Le panneau à l’entrée de la plage, construit à partir d’une vieille board parle de lui même : « Di Waves Dem Go Mak U Feel Fine » littéralement « les vagues vont feront du bien ».

Pour Jahbez Benga, ancient pêcheur reconverti surfeur, le surf est comme une thérapie surtout par ces temps difficiles. « Quand vous êtes dans l’eau, vous ne pensez à rien, pas à Ebola, juste aux vagues ».

Les surfeurs de Bureh travaillent la méditation, en oubliant tout grâce aux carves, rollers et autres manœuvres. Mais partout ailleurs, les autres, même ceux qui ont été assez chanceux pour survivre à Ebola, bataillent pour reconstruire leur vie.

George Bangalie, qui vit à 1h de là environ, se souvient à peine avoir été touché par la maladie. Il avait la tête qui tournait, puis est devenu délirant avant de se précipiter dans une clinique Ebola. La seule chose dont il se rappelle, ce sont les gémissements des patients, tous ces médecins sans visage et le flou des infirmières, des femmes de ménages, de ces hommes au costume en plastique jaune qui se penchaient sur lui.

“C’est comme entrer dans un monde différent” dit-il. Mr Bangalie a survécu au virus, et est retourné dans son ancien monde, un bidonville. « Je me sens mieux, mais j’ai vraiment besoin d’un travail ».

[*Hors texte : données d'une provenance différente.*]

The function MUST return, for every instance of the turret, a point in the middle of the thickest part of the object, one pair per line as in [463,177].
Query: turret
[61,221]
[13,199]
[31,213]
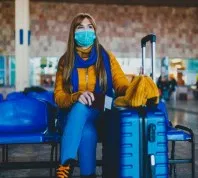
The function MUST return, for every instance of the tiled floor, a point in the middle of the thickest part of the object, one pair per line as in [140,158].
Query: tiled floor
[185,113]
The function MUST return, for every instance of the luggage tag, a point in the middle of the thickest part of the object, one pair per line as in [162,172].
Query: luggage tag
[108,102]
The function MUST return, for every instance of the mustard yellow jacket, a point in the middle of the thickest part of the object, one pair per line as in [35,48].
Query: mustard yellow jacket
[87,81]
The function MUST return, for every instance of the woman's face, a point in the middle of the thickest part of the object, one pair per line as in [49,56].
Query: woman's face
[85,25]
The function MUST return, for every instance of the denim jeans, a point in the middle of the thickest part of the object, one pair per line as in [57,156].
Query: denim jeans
[80,136]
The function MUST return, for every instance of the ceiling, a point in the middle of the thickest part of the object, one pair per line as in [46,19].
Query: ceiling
[182,3]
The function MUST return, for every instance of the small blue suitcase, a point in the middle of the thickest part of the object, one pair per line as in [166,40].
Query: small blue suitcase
[135,144]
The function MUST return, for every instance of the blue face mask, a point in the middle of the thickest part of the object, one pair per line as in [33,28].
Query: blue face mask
[85,38]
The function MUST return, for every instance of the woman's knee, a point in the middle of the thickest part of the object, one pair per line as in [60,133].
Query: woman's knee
[89,133]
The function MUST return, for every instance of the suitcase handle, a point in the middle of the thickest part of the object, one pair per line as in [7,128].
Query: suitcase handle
[151,132]
[152,39]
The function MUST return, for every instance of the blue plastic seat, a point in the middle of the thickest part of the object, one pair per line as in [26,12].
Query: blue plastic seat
[27,120]
[15,95]
[45,96]
[1,97]
[175,134]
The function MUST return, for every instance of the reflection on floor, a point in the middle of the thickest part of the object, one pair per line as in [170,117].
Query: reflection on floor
[35,152]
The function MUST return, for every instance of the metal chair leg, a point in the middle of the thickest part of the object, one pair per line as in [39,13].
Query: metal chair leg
[3,153]
[193,156]
[51,158]
[6,153]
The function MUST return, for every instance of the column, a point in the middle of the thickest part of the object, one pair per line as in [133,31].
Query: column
[22,41]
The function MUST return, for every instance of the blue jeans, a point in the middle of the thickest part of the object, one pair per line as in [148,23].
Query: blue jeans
[79,135]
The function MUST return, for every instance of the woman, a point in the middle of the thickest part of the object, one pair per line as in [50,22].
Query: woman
[85,70]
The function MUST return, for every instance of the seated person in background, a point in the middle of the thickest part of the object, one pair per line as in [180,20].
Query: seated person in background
[172,84]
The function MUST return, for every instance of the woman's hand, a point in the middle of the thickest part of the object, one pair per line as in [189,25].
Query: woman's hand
[86,98]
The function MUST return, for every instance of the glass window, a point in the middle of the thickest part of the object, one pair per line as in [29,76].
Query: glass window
[2,70]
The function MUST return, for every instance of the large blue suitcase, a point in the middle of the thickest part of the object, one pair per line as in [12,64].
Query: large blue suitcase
[135,144]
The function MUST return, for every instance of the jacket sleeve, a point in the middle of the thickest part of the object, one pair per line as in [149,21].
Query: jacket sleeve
[120,82]
[62,98]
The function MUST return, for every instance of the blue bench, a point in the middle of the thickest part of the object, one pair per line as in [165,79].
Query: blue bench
[26,120]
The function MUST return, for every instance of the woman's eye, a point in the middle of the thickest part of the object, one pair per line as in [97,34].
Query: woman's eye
[91,26]
[79,27]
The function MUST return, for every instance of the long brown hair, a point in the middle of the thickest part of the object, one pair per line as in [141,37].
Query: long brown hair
[69,55]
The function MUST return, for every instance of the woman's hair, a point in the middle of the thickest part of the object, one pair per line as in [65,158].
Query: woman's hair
[69,55]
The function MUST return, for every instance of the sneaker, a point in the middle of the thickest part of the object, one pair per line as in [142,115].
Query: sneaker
[66,170]
[89,176]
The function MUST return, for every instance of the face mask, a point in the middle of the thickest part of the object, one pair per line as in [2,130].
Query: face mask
[85,38]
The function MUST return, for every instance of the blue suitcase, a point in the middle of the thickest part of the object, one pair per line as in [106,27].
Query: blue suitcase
[135,144]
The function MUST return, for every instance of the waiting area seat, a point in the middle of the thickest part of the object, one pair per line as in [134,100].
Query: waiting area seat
[1,97]
[27,120]
[32,119]
[182,134]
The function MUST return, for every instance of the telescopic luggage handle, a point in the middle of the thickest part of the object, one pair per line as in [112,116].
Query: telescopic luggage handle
[152,39]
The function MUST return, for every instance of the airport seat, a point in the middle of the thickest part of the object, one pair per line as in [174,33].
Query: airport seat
[182,134]
[1,97]
[27,120]
[15,95]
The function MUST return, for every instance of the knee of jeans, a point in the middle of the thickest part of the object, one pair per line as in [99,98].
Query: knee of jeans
[89,133]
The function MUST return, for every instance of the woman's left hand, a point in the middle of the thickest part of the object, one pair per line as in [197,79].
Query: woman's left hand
[86,98]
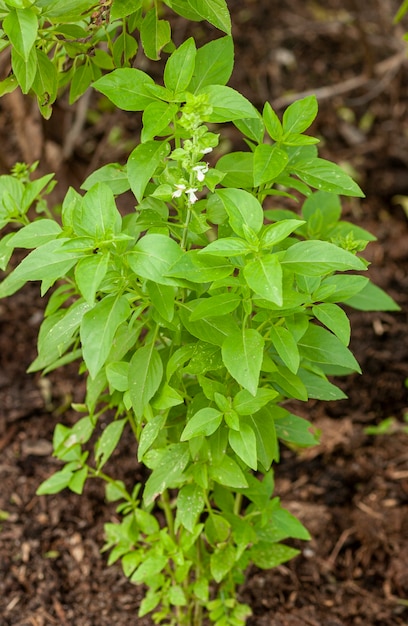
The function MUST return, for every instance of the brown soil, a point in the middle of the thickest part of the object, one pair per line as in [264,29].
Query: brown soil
[352,490]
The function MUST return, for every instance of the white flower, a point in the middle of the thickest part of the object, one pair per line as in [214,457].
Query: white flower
[201,169]
[191,195]
[181,188]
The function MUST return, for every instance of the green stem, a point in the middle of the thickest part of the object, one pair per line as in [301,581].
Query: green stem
[238,504]
[168,513]
[185,228]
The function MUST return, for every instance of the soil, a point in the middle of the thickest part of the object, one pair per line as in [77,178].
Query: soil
[351,491]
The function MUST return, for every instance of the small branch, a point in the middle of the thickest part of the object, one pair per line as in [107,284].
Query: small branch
[381,71]
[77,128]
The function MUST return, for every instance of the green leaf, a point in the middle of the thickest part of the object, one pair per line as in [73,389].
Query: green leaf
[227,247]
[98,215]
[168,472]
[155,34]
[65,10]
[283,525]
[149,434]
[227,104]
[156,118]
[98,329]
[372,298]
[238,168]
[215,306]
[214,11]
[213,64]
[24,70]
[242,208]
[123,8]
[126,88]
[299,115]
[245,403]
[269,162]
[180,67]
[149,602]
[268,555]
[145,375]
[153,257]
[36,234]
[162,297]
[77,482]
[315,258]
[200,268]
[295,430]
[242,354]
[57,334]
[327,176]
[286,346]
[46,263]
[275,233]
[124,49]
[264,276]
[286,382]
[321,346]
[319,387]
[253,128]
[272,123]
[117,373]
[143,163]
[108,441]
[45,83]
[222,561]
[81,79]
[228,473]
[55,483]
[190,504]
[113,174]
[339,288]
[212,330]
[217,529]
[243,442]
[263,425]
[21,27]
[149,568]
[176,596]
[203,423]
[335,319]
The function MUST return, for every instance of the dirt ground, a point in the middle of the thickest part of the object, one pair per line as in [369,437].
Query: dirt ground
[352,490]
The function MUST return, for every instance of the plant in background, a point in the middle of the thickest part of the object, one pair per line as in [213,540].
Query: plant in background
[196,316]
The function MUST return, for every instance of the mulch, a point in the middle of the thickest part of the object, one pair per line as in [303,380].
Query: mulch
[351,491]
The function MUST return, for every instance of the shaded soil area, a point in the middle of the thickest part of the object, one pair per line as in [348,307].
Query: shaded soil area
[352,490]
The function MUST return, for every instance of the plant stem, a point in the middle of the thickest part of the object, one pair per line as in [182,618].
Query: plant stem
[238,503]
[165,504]
[185,229]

Pour beaucoup de patients atteints d'Ebola, le sport a été une part importante du processus de guérison.

Cette volonté d’aller de l’avant est apparemment une des caractéristiques du Sierra Leone, aujourd'hui plus que jamais. Les habitants font tout pour rester en forme. A l’aube, les rues de Freetown se remplissent d’hommes et de femmes habillés du dernier jogging à la mode. Le samedi matin, certaines rues et ronds-points sont si remplis de mordus du fitness qu’on dirait qu’un triathlon est sur le point d’être lancé. 

A Bureh Beach, tout le monde se maintient en forme. Les surfeurs sont minces et musclés, ont des épaules larges et des abdos. Aucun d’entre eux n’est tombé malade. A l’entrée de la plage on trouve un poste de contrôle avec un surfeur en poste, équipé d’un thermomètre infrarouge pour scanner tous ceux qui passent.

Le club se résume à une flopée de cabanes. Certaines servent de dortoirs, dans d’autres on cuisine. Une dizaine de planches de surf sont appuyées contre un rack en bois. Mr Benga est le coach en charge, il prend 12 dollars pour une leçon. Il s’attarde sur un des visiteurs :

«  Première fois ? » demande-t-il.

 “Yep ” répond le visiteur.

“Ça fera l’affaire ça”, dit-il en attrapant une 7’0.

Les deux trainent mollement des pieds sur le sable doux et humide avant de plonger dans les vagues. L’eau ne descend jamais en dessous de 26 degrés. Une série rentre, un petit mètre glassy à vue d’œil. Au loin, on aperçoit sur les hauteurs un hôtel à moitié terminé, une autre victime du virus. Bureh Beach aurait dû accueillir son premier contest de surf à l'automne, on attendait 1 500 touristes et une création de 500 emplois. Ebola en a décidé autrement. 

Après quelques tentatives chancelantes, le touriste prend une vague. Rien de plus exaltant que ce shh shh shh du bord de la planche qui transperce l’eau, du léger spray.

“Il est debout, il est debout !” Mr Benga crie.

Après cette session, c’est l’heure du festin. Des crabes cuits au barbecue, du poisson frais, des frites maison et du riz épicé pour tout un régiment. Mr. Benga rayonne de fierté au moment de présenter les plats sur de vieilles assiettes cassées. Puis il attrape sa planche et repart surfer. Sans songer à l’annulation du contest, à l’hotel désert, aux blessures de son pays.

A ce moment, seul « di waves », « les vagues », comptent.